Welcoming a Warmonger to Town on Wednesday
How could it not?
On Wednesday, Charlottesville will host a man who has escalated war in Afghanistan and continued it in the face of overwhelming public opposition. He's invented a new kind of war using drones and launched such wars in numerous nations, building intense hostility toward the United States. He keeps a list of "nominees" for murder. On the list are adults and children, Americans and non-Americans. He holds meetings with his staff on Tuesdays to decide whom to kill next, and then kills them. He'll have one of these Terror Tuesday meetings the day before his visit to our town.
We're dealing here with someone who has launched a war on Libya against the will of Congress, presumably an act even worse than telling Congress obvious lies and getting its approval, as Bush did on Iraq. This new war maker campaigned for office on expanding war in Afghanistan, expanding the size of the U.S. military, and using the U.S. military broadly. He's kept his promises.
The military is larger and more expensive than it ever was under Bush. It's more secretive, with the CIA fighting some of the wars. It's more privatized. It's more profitable. It's in more nations. And it's sucking down a greater share of government spending.
Having replaced imprisonment and torture with murder, this new warmonger has established as open policy, no longer illicit, process-free imprisonment, rendition, and the option to use torture "if necessary." He has forbidden the prosecution of CIA torturers.

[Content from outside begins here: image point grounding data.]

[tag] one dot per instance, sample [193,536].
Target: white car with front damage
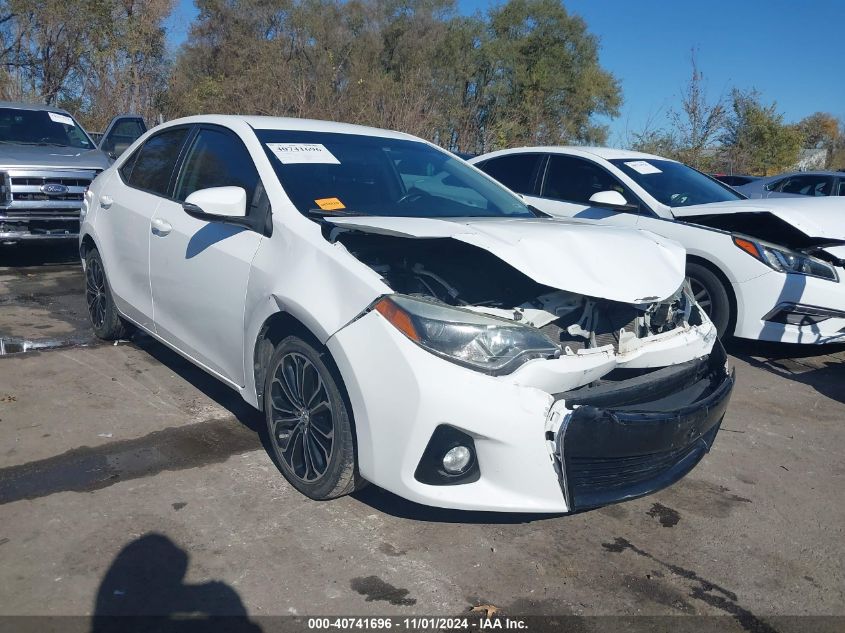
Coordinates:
[762,269]
[403,319]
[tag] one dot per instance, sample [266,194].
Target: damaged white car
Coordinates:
[761,269]
[402,319]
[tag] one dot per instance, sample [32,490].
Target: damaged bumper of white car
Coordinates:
[489,391]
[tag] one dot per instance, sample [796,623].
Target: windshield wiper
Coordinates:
[537,212]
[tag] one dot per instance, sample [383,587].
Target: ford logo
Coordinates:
[53,189]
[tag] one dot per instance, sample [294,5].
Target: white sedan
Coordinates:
[403,319]
[762,269]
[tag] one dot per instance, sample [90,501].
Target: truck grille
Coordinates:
[24,195]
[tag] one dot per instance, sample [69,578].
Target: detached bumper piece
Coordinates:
[627,439]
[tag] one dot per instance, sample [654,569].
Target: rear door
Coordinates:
[122,131]
[127,204]
[199,270]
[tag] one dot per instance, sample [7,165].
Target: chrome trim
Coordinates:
[32,217]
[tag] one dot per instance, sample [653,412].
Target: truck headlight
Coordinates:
[484,343]
[786,261]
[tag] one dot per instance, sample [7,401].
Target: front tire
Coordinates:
[308,421]
[105,320]
[712,296]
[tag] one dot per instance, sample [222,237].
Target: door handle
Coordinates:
[161,227]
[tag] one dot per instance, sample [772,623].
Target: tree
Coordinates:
[756,139]
[821,131]
[693,130]
[699,122]
[527,72]
[96,57]
[545,81]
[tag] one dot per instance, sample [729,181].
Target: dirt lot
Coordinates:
[131,482]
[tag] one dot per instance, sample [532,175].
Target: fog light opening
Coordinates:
[457,459]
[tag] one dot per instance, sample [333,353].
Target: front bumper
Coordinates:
[18,229]
[789,308]
[618,443]
[400,394]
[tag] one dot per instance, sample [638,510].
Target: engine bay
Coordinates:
[469,277]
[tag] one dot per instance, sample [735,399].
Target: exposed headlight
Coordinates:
[482,342]
[786,261]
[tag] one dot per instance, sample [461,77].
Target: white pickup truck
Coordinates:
[46,162]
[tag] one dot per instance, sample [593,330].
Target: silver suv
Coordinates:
[46,162]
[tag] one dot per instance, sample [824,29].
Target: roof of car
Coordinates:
[19,105]
[805,173]
[607,153]
[286,123]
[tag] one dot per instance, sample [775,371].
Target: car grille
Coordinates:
[23,195]
[606,475]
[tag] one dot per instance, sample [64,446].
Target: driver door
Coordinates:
[199,270]
[568,184]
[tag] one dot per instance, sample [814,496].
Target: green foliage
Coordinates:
[756,139]
[821,130]
[97,57]
[528,72]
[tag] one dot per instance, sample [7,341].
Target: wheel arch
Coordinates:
[716,270]
[86,245]
[276,327]
[273,330]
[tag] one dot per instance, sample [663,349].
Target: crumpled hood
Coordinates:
[609,262]
[815,217]
[39,156]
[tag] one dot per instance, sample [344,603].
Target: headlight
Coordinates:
[482,342]
[787,261]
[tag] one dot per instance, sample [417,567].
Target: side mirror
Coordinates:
[612,200]
[226,204]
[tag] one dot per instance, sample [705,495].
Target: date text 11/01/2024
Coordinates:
[418,623]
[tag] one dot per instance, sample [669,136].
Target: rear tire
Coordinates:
[712,296]
[308,421]
[105,320]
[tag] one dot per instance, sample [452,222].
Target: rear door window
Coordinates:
[151,167]
[809,185]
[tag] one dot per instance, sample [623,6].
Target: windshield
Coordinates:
[336,174]
[41,127]
[675,184]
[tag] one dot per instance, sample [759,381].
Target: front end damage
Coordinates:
[625,401]
[621,440]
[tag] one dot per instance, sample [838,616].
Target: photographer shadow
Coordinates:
[145,590]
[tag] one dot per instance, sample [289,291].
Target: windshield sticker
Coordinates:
[642,167]
[61,118]
[330,204]
[293,153]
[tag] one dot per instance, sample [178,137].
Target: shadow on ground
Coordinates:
[819,366]
[39,254]
[147,579]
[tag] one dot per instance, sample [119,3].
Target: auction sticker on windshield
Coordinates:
[60,118]
[643,167]
[293,153]
[330,204]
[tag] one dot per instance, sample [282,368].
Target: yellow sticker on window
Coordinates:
[330,204]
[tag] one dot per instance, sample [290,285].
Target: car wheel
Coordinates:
[309,422]
[711,295]
[105,319]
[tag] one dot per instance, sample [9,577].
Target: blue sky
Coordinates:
[792,52]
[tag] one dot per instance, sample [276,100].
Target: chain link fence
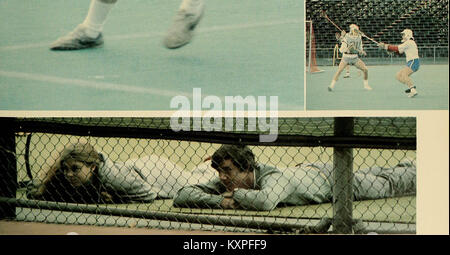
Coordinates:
[321,175]
[382,20]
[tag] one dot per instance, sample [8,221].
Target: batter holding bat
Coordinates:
[351,48]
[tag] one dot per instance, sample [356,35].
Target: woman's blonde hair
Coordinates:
[80,152]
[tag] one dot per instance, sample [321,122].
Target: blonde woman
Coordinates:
[81,174]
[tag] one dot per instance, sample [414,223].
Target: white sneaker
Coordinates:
[182,29]
[77,40]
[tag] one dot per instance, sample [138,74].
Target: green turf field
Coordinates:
[387,94]
[247,48]
[188,155]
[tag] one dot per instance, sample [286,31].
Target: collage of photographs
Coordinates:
[233,118]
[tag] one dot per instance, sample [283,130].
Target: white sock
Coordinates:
[96,17]
[186,4]
[332,83]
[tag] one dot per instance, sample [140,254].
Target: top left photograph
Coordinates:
[167,55]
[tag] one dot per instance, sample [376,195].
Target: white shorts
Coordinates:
[350,59]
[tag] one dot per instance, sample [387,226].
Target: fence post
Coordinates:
[8,168]
[343,179]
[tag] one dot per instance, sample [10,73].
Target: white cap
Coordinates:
[407,34]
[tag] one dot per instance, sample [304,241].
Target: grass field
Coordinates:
[387,94]
[250,48]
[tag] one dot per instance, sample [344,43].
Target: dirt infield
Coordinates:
[33,228]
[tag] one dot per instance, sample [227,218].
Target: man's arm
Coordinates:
[201,196]
[275,187]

He has created a legal and bipartisan acceptance of what we recently protested as scandalous outrages. He has launched a campaign of unprecedented retribution against whistleblowers. And now he has announced that the United States, without Congressional authorization or public approval, is engaged in assisting one side in a civil war in Syria -- even while continuing to threaten war on Iran.

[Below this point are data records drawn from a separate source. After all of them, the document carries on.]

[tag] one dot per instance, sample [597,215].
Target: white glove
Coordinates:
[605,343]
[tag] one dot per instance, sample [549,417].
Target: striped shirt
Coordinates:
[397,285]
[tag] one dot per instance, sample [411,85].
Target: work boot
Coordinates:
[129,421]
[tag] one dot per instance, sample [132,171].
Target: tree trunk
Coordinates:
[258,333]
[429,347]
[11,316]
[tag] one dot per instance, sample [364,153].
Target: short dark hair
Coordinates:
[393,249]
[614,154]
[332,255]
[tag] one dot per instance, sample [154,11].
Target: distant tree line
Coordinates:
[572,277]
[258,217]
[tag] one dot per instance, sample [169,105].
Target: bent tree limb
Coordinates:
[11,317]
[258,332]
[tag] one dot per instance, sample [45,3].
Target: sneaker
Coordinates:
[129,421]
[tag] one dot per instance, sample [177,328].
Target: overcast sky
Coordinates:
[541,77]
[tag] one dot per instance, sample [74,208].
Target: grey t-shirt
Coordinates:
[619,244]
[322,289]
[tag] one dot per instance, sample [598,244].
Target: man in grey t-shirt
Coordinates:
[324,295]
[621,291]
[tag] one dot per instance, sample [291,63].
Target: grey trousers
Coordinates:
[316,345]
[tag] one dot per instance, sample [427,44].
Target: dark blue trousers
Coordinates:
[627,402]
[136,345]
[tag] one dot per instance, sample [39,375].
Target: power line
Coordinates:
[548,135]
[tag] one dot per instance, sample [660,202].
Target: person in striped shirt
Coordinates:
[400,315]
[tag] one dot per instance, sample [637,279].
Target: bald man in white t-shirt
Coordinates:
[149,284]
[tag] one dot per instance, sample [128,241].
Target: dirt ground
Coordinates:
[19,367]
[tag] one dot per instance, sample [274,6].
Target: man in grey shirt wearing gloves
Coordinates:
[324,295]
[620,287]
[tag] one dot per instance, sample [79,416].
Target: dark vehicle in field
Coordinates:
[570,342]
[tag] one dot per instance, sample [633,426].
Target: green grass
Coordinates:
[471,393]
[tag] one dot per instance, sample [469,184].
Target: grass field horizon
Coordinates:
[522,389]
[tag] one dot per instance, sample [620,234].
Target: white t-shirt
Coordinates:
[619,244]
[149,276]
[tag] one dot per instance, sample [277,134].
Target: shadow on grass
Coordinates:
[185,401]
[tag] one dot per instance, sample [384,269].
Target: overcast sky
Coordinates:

I could go on. This new official has outdone others in the areas of corporate trade agreements, fossil fuel subsidies, tax breaks for the rich, bailouts for Wall Street and for health insurance corporations, and on and on. But just on the issue of militarism I've clearly said enough to mobilize those who have protested war makers in recent years.
Unless there's something different this time.
Perhaps it's more important to cheer for and apologize for one half of a corrupt government than it is to push that government in a democratic direction. Maybe the world is changed most effectively by behaving as spectators rooting for one side of a surface-level dispute between two corrupt forces mutually agreed on our destruction. Maybe the civil rights movement should have shut up and campaigned for Democrats. Maybe women voted themselves the right to vote. Perhaps the labor movement was really built through the electoral tactics that are currently destroying it.
You know, on second thought, I think I'll buy an Obama shirt and speak only when spoken to. He's the candidate of change, and I want to do whatever is most likely to change things.